Request a Catalog.

Getting Things Done

Each day you come into the office eager to dig into your “to-do” list. Yet somehow, all too often, circumstances arise that conspire against your being able to cross items off the list. There are many factors that can hinder productivity and prevent you from achieving your goals. Here are a few key impediments:
  1. Interruptions by others
  2. Procrastination 
  3. Inability to acquire buy-in or cooperation from team members or management

Here are some ways to deal with each of these roadblocks to getting things done.

1. Interruptions by others

  • Avoid “management by crisis”
    A crisis should not be regarded as an everyday occurrence; a true crisis is an unexpected interruption to normal routine that requires an immediate response. Obviously, if your day is filled with so-called “crises,” your to-do list will gather dust. In his classic book Time Trap (AMACOM, 1997), Alec Mackenzie offers the following advice:
    • Identify whether or not the situation is really a crisis.
    • Have a contingency plan. Although you cannot predict when a crisis will occur, with careful planning you can at least alleviate its effects or possibly prevent it from happening. Get in the habit of asking yourself, “What could go wrong here?”
    • Build cushions into your day to allow time to respond to unforeseen events.
  • Schedule meetings in advance. Don’t let other people’s priorities take precedence over your own.
  • Consider blocking out a set part of the day for “open office” hours when your team members know they can drop by to discuss any issues they may have. 
  • Manage your phone calls. Here are some additional tips from Alec Mackenzie:
    • Screen your calls. This allows you to return calls in batches, at a time that is convenient for you.
    • If you have an assistant, discuss which categories of calls you want to accept right away (for example, family emergencies, your boss, company VIPs, major clients). For other calls, have the assistant handle the ones he/she can.
    • If you co not have an assistant, rely on voice mail when necessary or work out a deal with colleagues to take turns covering the phones.
    • Set a time limit for phone calls. If the call requires further discussion after the allotted time limit, ask to schedule a time to either call back or meet in person. 
  • Delegate authority. Author Dale Collie says that “Many interruptions are the result of staff members’ uncertainty of their authority to make decisions.” If your people know that they have the go-ahead to act on their own within certain predefined guidelines, they won’t have to seek your constant approval. They’ll come to you only when they truly require your advice.

2. Procrastination
It’s natural to want to postpone tasks that are challenging, tedious or just unpleasant. In his book Personal Brilliance (AMACOM 2005), Jim Canterucci recommends the following techniques for overcoming procrastination: 

  • Write down a few words to describe the projects, tasks or action steps that you have been putting off. 
  • Make a numerical list of all the reasons you don’t want to take those steps. 
  • List as many benefits to taking the steps as you listed reasons for not wanting to take action. 
  • Look at the big picture. Keep looking for and listing benefits until you can see this project or action step with a balanced perspective. 
  • Just start the work, to get some momentum going. 
  • Vow to complete the task or delegate it to someone else, within the next three days.

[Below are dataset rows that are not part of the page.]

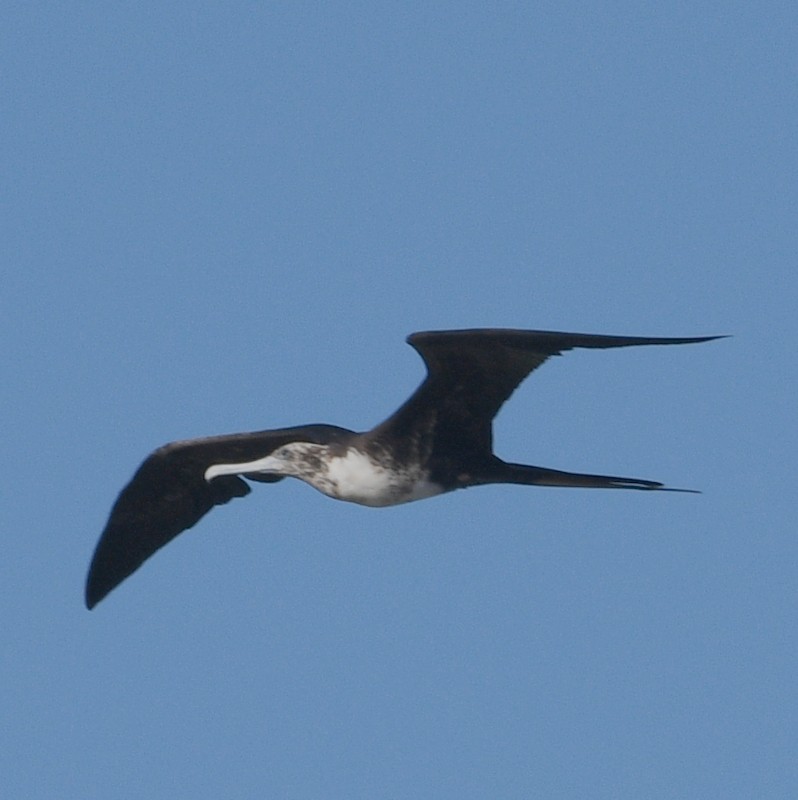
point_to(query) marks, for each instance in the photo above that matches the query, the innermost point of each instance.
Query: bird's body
(439, 440)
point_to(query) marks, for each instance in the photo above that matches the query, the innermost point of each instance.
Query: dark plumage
(438, 441)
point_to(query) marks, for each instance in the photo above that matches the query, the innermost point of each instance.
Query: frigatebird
(441, 439)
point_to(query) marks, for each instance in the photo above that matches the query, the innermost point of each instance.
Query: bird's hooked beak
(269, 464)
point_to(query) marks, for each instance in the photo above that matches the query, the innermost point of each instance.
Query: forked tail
(541, 476)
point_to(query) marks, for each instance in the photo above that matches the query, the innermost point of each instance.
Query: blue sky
(224, 217)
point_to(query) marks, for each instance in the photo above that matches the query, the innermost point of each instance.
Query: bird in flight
(439, 440)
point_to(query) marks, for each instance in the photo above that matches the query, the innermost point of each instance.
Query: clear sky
(227, 216)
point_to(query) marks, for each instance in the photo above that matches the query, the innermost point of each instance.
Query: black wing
(472, 372)
(169, 494)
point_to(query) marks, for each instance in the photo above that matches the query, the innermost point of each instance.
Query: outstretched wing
(472, 372)
(169, 494)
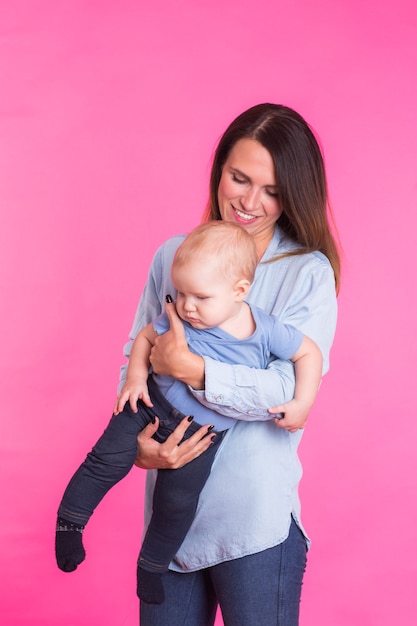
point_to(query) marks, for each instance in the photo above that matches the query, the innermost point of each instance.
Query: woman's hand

3. Inability to acquire buy-in or cooperation from team members or management
Sometimes the major barrier between you and the achievement of an objective stems from resistance from other key players. AMA’s new seminar Advanced Leadership Communications Strategies presents the following best practices for responding tactfully to resistance: 

  • Present your point of view persuasively. Do your homework. Show how an initiative will add value to individuals and to the organization. 
  • “Reactions” are instantaneous—fully charged by emotion and not much thought.
    “Responses are measured”—considered, aware of second-and third-order effects. Your first instinct may be to react—to defend yourself, fight back or retreat. A preferable action is to respond, to control your defensiveness, listen and learn from the resistors. 
  • Try to understand and learn from the opposing point of view. Ask open questions to discover the root cause of any resistance and to find common ground. Maintain a caring attitude. 
  • Don’t become negative about resistance. Remember that the “con” in the word conflict means “with.” Learn “with” your associates. Engage with them and respect their concerns. Perhaps their points are valid enough to alter your plan. 
  • If you are working on a project that requires you to obtain information from others, don’t allow yourself to miss a deadline if that information has not been provided on time. Use what I call the “off my desk, on to yours” method to keep the work flowing. Pass key documents on to the next level with “tk” notations (meaning “to come”) in place of any outstanding data. Then work with team members to come up with the needed information.

While there are many additional potential barriers to getting things done, using some of the strategies outlined here to deal with these three common roadblocks to achievement will go a long way toward helping you finally reach the bottom of your daily “to-do” list. You’ll feel a great sense of accomplishment as you tick off each item--and you may even find yourself leaving the office on time.